Barriers to accessing safe abortion exist at multiple levels. These include the legal and policy context of abortion, uneven access/distribution of safe and affordable abortion services, and insufficient capacity of provider cadres to provide high-quality services. Additionally, socioeconomic conditions, and stigma act as additional barriers to access . Women’s own awareness of perception of legal status can influence their care seeking behaviour and ability to access safe and legal providers both in contexts where abortion is restrictive and in contexts where it is not.

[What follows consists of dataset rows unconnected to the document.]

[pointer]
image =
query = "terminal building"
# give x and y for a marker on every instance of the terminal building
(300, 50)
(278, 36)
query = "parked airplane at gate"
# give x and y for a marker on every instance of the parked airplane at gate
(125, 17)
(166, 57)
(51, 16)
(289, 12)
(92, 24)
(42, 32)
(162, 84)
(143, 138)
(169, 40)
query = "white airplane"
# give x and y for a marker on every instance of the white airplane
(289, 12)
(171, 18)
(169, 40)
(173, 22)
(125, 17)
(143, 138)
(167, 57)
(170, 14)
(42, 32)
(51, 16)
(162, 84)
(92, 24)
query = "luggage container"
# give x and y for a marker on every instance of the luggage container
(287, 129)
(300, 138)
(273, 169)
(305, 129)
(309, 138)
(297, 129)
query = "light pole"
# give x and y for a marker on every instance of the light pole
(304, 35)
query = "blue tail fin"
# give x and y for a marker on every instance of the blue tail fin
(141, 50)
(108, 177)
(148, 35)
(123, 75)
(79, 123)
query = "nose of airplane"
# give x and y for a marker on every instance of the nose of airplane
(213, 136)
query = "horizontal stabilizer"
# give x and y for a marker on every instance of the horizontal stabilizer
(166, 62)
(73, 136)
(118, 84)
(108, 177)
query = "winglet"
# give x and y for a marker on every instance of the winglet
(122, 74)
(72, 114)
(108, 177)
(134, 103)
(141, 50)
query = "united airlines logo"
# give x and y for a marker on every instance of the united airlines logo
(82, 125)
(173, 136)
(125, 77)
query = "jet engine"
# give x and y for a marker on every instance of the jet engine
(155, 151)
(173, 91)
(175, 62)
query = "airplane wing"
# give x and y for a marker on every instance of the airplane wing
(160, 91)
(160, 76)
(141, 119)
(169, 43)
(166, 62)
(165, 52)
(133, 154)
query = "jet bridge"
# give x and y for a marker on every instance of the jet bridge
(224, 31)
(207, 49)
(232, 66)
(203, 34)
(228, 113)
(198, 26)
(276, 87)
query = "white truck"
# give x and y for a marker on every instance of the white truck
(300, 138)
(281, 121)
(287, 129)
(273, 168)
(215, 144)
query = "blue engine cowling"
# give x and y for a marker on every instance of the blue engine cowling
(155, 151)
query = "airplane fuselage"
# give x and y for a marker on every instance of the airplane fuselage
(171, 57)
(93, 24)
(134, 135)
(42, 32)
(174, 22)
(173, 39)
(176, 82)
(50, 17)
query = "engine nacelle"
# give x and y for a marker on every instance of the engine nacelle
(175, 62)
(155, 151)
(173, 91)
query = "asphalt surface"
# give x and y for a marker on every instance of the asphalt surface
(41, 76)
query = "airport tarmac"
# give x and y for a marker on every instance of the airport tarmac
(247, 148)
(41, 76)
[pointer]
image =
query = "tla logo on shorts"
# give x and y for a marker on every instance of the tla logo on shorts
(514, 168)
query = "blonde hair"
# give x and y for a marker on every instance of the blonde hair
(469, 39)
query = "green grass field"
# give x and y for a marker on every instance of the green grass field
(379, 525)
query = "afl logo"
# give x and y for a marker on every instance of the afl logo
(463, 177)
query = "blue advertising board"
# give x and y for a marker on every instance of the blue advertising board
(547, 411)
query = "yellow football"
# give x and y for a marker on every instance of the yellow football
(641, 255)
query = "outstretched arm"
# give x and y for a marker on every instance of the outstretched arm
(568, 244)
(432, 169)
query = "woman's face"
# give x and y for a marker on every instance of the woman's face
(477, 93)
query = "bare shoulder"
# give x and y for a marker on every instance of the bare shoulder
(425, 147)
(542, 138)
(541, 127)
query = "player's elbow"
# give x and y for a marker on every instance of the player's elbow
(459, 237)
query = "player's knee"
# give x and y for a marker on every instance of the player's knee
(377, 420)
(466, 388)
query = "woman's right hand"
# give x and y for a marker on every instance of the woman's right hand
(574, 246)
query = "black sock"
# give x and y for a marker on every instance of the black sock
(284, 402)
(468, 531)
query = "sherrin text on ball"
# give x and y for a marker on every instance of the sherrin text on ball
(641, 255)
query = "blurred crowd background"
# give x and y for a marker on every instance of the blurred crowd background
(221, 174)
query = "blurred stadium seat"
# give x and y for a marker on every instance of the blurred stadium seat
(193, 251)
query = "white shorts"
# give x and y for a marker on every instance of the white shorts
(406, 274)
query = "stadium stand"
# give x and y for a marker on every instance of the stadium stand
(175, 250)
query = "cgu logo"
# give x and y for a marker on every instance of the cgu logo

Even in countries with liberal abortion laws, women’s lack of awareness about the legal grounds on which abortion is permissible can prevent them from accessing services that may otherwise be available. Incorrect knowledge of laws may impact how women enter the health system or seek services, and it likely contributes to the disconnect between official laws and practical applications of the laws that influence women’s access to safe, legal abortion services [1, 2].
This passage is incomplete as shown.